L’analyse du pouvoir et de l’exploitation doit être repensée à l’aune du sexuel : Reich convoque ici Freud, qui peut venir au secours de Lénine. Les marins sont poussés par une culpabilité inconsciente irrépressible qui les pousse à désirer la punition par l’intermédiaire du surmoi. Il y a dans ce geste un mauvais tour de l’inconscient dont même le tzar n’aurait pas rêvé. Mais il convient également d’inverser la question de Lénine d’un point de vue analytique : quelle était donc cette force qui brusquement avait fait effraction et avait poussé les marins à se révolter ? Quel était ce désir de révolte, qui, pour un temps, les avait fait sortir de leur condition de dominés pour devenir « sujets révolutionnaires » ?
C’est bien sûr cette dernière question que la psychanalyse dominante ne posera pas. Ici se révèle l’idéologie dont elle se soutient et qui la fait échouer dans le psychanalysme (5). C’est que, comme le montrent Deleuze et Guattari, ses raisonnements reviennent à des « paralogismes » qui articulent l’hypothèse de l’inconscient à la seule théorie de l’Œdipe. cet arraisonnement de l’inconscient permet d’éluder la question de l’aliénation sociale. En effet, la conception œdipienne de l’inconscient a pour caractéristique d’être dominée par le primat du symbolique. C’est que la possibilité de tout lien social en dépend, de même que le désir et sa loi : l’Œdipe est élevé au statut d’un transcendantal, l’histoire et ses noms sont rabattus sur le nom du père. Dès lors, les mouvements et les luttes dans l’histoire deviennent secondaires par rapport à la structure inconsciente œdipienne du désir articulé en nécessaire relation à la loi paternelle constitutive du lien social. Toute l’histoire est ainsi œdipianisée : un discrédit a priori est jeté sur la possibilité de tout changement révolutionnaire. C’est afin de s’écarter de cette conception réactionnaire de l’inconscient que Deleuze et Guattari reprennent les questions de Reich dans leur relecture de Lacan (qui lui-même sera influencé à son tour par ces deux auteurs dans ses toutes dernières productions, lorsqu’il abandonnera définitivement le primat du symbolique œdipien) (6). la domination sociale n’est nécessitée par aucune loi structurale. Mieux encore, l’analyste doit s’interroger sur les moments où le pouvoir tzariste ne trouve plus les relais inconscients nécessaires à la reproduction de sa domination. Pourquoi les lois et la violence objective imposées par le pouvoir tzariste se révèlent-elles à un moment inefficaces au point que ses sujets ne s’y reconnaissent plus, et désirent autre chose que d’être dominés ?

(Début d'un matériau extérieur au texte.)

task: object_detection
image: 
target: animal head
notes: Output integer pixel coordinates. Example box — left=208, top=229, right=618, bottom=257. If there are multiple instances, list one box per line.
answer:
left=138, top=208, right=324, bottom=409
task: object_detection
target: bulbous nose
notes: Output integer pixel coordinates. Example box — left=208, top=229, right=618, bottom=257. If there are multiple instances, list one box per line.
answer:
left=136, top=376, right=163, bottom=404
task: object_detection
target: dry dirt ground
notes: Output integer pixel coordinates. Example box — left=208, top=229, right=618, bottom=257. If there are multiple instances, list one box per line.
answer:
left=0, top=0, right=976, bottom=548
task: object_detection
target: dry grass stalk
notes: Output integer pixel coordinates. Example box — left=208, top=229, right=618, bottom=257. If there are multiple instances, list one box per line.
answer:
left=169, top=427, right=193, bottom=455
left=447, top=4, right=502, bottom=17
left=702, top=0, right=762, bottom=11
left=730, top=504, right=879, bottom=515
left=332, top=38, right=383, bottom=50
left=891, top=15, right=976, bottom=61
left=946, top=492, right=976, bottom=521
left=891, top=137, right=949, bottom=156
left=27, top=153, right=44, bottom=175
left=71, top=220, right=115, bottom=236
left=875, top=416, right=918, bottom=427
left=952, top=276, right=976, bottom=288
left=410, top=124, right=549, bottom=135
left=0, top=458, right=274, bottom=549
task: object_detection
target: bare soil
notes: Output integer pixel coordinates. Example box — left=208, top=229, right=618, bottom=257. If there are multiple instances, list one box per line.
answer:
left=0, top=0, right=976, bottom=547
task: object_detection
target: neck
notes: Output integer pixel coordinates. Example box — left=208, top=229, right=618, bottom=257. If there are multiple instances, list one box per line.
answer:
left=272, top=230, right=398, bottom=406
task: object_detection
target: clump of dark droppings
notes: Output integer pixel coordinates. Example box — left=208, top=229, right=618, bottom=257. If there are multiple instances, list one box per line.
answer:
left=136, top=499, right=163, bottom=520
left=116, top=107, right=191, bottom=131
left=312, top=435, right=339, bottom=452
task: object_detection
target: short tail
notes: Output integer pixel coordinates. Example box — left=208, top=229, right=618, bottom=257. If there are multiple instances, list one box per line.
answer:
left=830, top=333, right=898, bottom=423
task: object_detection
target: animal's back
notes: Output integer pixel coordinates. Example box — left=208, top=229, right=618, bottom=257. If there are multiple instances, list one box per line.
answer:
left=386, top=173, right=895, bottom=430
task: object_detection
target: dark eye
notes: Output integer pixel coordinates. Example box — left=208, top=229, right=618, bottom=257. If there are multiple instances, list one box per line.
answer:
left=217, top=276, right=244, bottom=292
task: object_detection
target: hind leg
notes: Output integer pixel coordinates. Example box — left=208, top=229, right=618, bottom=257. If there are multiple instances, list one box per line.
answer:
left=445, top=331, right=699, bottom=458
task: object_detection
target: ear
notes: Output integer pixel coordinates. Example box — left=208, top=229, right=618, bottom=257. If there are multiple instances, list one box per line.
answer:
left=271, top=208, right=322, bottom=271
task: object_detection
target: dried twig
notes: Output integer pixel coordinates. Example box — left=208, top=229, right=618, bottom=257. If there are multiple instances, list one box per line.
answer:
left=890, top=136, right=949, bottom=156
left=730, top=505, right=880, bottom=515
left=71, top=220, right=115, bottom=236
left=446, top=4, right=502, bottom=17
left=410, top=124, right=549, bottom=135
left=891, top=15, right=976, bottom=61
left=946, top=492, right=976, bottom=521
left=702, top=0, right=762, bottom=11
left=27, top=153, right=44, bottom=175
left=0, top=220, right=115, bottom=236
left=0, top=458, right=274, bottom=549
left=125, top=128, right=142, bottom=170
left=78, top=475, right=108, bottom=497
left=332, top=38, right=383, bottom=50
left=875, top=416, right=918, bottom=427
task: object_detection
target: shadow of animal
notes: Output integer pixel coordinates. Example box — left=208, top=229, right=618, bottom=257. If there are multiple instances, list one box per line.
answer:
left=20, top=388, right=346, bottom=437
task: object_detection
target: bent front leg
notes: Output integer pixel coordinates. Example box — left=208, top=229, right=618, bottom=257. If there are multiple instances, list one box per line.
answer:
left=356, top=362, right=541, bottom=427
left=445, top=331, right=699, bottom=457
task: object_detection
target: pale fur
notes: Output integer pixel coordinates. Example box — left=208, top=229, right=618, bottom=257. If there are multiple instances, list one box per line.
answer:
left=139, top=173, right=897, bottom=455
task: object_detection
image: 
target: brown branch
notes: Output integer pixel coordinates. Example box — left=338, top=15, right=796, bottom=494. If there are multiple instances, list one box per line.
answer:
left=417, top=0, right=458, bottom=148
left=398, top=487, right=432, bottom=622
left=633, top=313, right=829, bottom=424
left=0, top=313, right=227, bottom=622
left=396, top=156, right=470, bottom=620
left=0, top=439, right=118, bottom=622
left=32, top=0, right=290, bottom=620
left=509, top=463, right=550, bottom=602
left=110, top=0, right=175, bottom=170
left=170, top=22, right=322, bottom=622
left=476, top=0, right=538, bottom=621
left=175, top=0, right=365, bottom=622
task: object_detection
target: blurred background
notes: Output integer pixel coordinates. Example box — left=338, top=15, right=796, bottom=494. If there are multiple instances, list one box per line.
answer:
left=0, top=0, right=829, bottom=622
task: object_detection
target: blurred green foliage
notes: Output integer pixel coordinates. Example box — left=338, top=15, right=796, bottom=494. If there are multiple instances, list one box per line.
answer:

C’est que l’Œdipe comme le désir doivent être compris en rapport à des formes historiques et sociales concrètes. Le sujet est transi par l’aliénation du réel sexuel dans l’histoire et ce sont bien plutôt les constructions symboliques et imaginaires qui sont justiciables d’être comprises par les phénomènes de la jouissance propre au réel.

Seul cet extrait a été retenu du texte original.